US 11,875,878 B2
Machine learning method and apparatus using steps feature selection based on genetic algorithm
Seung Wan Kang, Seoul (KR); Namheon Kim, Paju-si (KR); and Dong Won Yang, Seoul (KR)
Assigned to IMEDISYNC. LTD., Seoul (KR); and THE CATHOLIC UNIVERSITY OF KOREA INDUSTRY-ACADEMIC COOPERATION FOUNDATION, Seoul (KR)
Appl. No. 17/624,500
Filed by IMEDISYNC. LTD., Seoul (KR); and THE CATHOLIC UNIVERSITY OF KOREA INDUSTRY-ACADEMIC COOPERATION FOUNDATION, Seoul (KR)
PCT Filed Nov. 8, 2021, PCT No. PCT/KR2021/016145
§ 371(c)(1), (2) Date Jan. 3, 2022,
PCT Pub. No. WO2022/139168, PCT Pub. Date Jun. 30, 2022.
Claims priority of application No. 10-2020-0180089 (KR), filed on Dec. 21, 2020.
Prior Publication US 2022/0399081 A1, Dec. 15, 2022
Int. Cl. G01N 33/48 (2006.01); G01N 33/50 (2006.01); G16B 40/00 (2019.01); G16B 5/00 (2019.01); G06N 3/126 (2023.01)

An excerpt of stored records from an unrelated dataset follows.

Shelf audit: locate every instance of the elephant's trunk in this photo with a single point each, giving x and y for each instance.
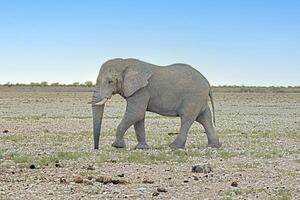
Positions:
(97, 121)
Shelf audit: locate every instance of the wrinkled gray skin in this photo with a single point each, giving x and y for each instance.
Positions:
(174, 90)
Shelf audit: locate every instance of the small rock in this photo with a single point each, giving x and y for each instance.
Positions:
(78, 179)
(148, 181)
(88, 182)
(172, 133)
(161, 189)
(90, 177)
(103, 179)
(90, 167)
(57, 165)
(32, 166)
(234, 184)
(106, 180)
(202, 168)
(62, 180)
(155, 194)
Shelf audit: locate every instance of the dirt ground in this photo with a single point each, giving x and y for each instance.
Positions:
(46, 149)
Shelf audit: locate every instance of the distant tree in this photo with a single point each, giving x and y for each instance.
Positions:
(44, 83)
(88, 83)
(34, 84)
(8, 84)
(55, 84)
(76, 84)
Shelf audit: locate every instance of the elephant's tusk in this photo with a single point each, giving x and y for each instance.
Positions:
(100, 103)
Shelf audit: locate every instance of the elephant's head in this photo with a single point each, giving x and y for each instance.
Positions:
(117, 76)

CPC G16B 40/00 (2019.02) [G06N 3/126 (2013.01); G16B 5/00 (2019.02)] 15 Claims
 
1. A machine learning method using steps feature selection based on a genetic algorithm, comprising:
defining a feature set including a plurality of features, wherein the defining of the feature set includes defining each of the plurality of features as a combination between an electroencephalogram occurrence location and an electroencephalogram frequency band for an electroencephalogram signal;
generating a plurality of feature combinations including n-dimensional features (n is a natural number) for the feature set;
independently constructing feature models for the plurality of feature combinations and calculating prediction accuracy for each of the feature models as a prediction result for a predetermined data set;
arranging the feature models according to the prediction accuracy to determine at least one feature model that satisfies a preset criterion;
determining a first feature from among features included in a corresponding feature set of the at least one feature model;
updating the feature set to include only the first feature and re-determining a feature model for a (n+1)-dimensional feature combination based on the updated feature set, and
diagnosing one or more pathological symptoms using the feature model for the (n+1)-dimensional feature combination,
wherein the calculating of each of the prediction accuracy includes calculating the prediction accuracy based on whether each of the feature models matches a predicted value and an actual value regarding the presence or absence of amyloid for the predetermined data set.